First of all, there are fewer salaried full time jobs out there. The New York Times recently published a very interesting set of interactive charts showing how the recent recession reshaped the economy. The good news: the US economy regained almost all of the jobs it lost. However, they didn’t return to the same place they were before. By industry, the number of jobs either increased or declined, and the same thing happened to the average salaries. Overall, the total number of jobs created does not account for the growing needs of the working population.

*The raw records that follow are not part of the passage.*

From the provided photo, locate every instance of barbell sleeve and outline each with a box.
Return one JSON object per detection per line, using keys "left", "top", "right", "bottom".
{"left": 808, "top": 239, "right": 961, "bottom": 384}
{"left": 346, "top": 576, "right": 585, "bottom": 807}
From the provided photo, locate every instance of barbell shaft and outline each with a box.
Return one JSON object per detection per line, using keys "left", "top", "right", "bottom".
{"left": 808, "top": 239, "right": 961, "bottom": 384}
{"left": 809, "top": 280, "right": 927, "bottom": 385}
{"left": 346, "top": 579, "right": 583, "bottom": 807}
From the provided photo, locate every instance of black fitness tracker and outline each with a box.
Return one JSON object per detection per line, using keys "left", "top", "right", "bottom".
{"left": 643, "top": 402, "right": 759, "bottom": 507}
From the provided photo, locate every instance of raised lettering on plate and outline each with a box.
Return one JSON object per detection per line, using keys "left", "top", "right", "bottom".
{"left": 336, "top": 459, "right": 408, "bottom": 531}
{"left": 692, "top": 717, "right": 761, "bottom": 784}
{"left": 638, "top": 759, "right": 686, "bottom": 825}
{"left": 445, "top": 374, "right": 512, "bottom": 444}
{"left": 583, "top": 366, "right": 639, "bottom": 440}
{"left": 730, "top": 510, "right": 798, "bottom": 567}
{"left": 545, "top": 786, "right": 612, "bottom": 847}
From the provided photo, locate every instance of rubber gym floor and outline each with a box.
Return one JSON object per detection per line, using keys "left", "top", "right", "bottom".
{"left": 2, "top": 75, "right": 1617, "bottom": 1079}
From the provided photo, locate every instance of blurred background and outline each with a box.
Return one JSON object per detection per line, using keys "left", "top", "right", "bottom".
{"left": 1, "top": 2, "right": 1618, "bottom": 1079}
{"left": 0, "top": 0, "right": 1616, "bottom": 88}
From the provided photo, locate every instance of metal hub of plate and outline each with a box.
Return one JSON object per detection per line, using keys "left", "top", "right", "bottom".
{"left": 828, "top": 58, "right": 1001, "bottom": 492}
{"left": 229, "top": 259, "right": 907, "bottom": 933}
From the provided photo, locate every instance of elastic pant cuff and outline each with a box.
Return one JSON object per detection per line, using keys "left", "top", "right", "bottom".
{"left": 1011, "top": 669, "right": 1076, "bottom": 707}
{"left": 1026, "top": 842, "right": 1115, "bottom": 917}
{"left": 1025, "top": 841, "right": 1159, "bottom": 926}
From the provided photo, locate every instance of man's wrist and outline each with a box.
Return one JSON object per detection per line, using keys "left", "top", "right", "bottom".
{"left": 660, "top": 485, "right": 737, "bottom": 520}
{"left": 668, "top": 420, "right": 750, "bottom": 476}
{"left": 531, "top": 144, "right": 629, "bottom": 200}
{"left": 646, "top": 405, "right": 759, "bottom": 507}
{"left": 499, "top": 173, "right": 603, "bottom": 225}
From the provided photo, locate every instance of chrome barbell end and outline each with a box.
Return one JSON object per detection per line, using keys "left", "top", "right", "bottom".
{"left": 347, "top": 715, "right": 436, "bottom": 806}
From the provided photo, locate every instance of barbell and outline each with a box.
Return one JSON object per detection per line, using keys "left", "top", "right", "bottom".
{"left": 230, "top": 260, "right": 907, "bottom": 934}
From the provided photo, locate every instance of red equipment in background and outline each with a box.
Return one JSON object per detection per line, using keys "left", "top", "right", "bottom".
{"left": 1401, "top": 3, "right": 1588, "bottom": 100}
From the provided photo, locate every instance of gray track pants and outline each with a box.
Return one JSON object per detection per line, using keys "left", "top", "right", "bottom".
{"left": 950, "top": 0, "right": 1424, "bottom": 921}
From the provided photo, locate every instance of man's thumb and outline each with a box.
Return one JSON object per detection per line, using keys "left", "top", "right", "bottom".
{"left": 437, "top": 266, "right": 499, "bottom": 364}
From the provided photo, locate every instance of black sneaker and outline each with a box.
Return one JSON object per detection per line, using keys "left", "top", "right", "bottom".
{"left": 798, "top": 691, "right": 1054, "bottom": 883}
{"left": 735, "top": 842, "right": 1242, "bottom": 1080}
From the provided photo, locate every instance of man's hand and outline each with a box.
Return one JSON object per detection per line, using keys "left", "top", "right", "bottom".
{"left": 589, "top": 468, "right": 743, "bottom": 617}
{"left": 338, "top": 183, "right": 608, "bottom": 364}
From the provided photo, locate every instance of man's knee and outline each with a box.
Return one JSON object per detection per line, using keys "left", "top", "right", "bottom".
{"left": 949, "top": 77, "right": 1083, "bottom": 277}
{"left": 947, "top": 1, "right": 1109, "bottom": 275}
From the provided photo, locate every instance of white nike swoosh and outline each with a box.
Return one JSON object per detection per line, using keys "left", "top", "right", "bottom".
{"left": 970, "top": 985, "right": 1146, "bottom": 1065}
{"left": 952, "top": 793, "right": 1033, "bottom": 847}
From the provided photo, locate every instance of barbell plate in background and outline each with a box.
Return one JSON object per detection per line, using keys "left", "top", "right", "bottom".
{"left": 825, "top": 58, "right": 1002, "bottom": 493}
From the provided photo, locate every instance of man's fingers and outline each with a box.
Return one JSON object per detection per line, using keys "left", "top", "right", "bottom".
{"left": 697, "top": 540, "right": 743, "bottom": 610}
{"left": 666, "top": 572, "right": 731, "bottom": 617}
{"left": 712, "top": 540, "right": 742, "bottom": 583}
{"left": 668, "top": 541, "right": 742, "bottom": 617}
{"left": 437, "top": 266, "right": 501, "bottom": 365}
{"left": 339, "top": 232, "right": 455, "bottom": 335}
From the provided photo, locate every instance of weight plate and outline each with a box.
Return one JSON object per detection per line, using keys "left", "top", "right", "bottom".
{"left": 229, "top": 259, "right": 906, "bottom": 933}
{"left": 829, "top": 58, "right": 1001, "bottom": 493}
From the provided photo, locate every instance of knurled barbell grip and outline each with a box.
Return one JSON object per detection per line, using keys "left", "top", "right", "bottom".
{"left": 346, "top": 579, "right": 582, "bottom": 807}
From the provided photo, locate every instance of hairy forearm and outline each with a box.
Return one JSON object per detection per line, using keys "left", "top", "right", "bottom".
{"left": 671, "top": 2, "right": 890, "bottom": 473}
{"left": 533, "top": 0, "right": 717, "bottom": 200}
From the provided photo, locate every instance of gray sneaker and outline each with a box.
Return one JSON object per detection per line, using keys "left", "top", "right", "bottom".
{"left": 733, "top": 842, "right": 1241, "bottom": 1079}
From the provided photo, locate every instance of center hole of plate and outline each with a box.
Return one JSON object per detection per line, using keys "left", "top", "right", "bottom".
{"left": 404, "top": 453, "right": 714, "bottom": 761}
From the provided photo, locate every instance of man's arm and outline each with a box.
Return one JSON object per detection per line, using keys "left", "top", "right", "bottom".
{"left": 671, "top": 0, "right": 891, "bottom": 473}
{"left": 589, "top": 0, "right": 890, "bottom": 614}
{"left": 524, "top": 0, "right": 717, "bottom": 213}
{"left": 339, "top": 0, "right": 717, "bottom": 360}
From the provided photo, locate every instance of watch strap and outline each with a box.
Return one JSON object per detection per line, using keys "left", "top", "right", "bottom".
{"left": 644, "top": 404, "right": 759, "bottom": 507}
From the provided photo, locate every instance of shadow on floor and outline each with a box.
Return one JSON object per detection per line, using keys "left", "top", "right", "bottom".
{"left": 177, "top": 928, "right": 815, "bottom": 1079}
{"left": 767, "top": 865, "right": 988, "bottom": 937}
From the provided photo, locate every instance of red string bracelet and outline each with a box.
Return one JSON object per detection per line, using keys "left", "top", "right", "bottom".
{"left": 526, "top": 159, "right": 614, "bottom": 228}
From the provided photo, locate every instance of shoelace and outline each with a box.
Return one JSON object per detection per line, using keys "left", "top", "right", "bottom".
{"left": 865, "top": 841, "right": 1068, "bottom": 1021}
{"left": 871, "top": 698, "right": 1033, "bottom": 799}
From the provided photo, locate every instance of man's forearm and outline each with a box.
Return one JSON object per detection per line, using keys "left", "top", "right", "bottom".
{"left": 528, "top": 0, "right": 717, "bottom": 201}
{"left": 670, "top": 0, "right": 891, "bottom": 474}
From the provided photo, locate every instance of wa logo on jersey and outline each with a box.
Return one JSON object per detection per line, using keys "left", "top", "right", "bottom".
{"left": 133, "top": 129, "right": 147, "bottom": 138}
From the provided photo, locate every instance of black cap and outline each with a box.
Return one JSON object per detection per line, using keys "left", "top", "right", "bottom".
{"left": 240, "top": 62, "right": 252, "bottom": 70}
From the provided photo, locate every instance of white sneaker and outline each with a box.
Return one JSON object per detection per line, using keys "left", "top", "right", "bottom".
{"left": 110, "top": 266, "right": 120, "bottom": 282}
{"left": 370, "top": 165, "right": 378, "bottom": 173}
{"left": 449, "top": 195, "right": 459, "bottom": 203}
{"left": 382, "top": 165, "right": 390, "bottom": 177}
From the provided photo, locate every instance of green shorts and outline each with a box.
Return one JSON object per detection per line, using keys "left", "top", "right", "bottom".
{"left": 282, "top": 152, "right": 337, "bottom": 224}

Another trend out there that likely impacts the ability to find salaried jobs is the growing on-demand economy. We usually think of this as our ability to access services. But the cloud of talent also translates into a new work format, which enables companies to access the talent they need, when they need it and wherever it is. We see this also showing up in the fact that already more than 53 million Americans are doing freelance work, 34% of the entire US workforce.
And on top of all this we also need to consider the changes in jobs as a result of automation, the changes in where, when and how we work.
So how do we ensure we are able to continue a long and fruitful career?
Having a long and successful career depends on our ability to bring forth our values, capabilities and skills into the new world of work. Test yourself, when is the last time you dedicated time and planning to your own career, to your own professional story, your professional brand, and, last but not least, your dreams and vision for your professional future?
Now is the time to reflect, update and define what is necessary for that future. You will probably discover that what was true during the past decade of your career doesn’t necessarily hold true for where you are and what you want today.
For starters, write out the story of who you are professionally.
Your professional story is not the chronological list of jobs you’ve held. It is the story of who you are, what skills and capabilities you bring to the table. Include examples representing how those skills and capabilities showed up in your career.
If you are looking for a job, your Resume should show why you are suited for the job we are applying for. For this reason, it also needs to be tailored for each job application. Telling your professional story, as opposed to listing your jobs titles, also means you need to be able to answer questions such as: why do I want this job? Why does it excite me? And also, if I’m the hiring manager, what do I look for in a candidate for this job? Do I have it and if so, how do I make it known?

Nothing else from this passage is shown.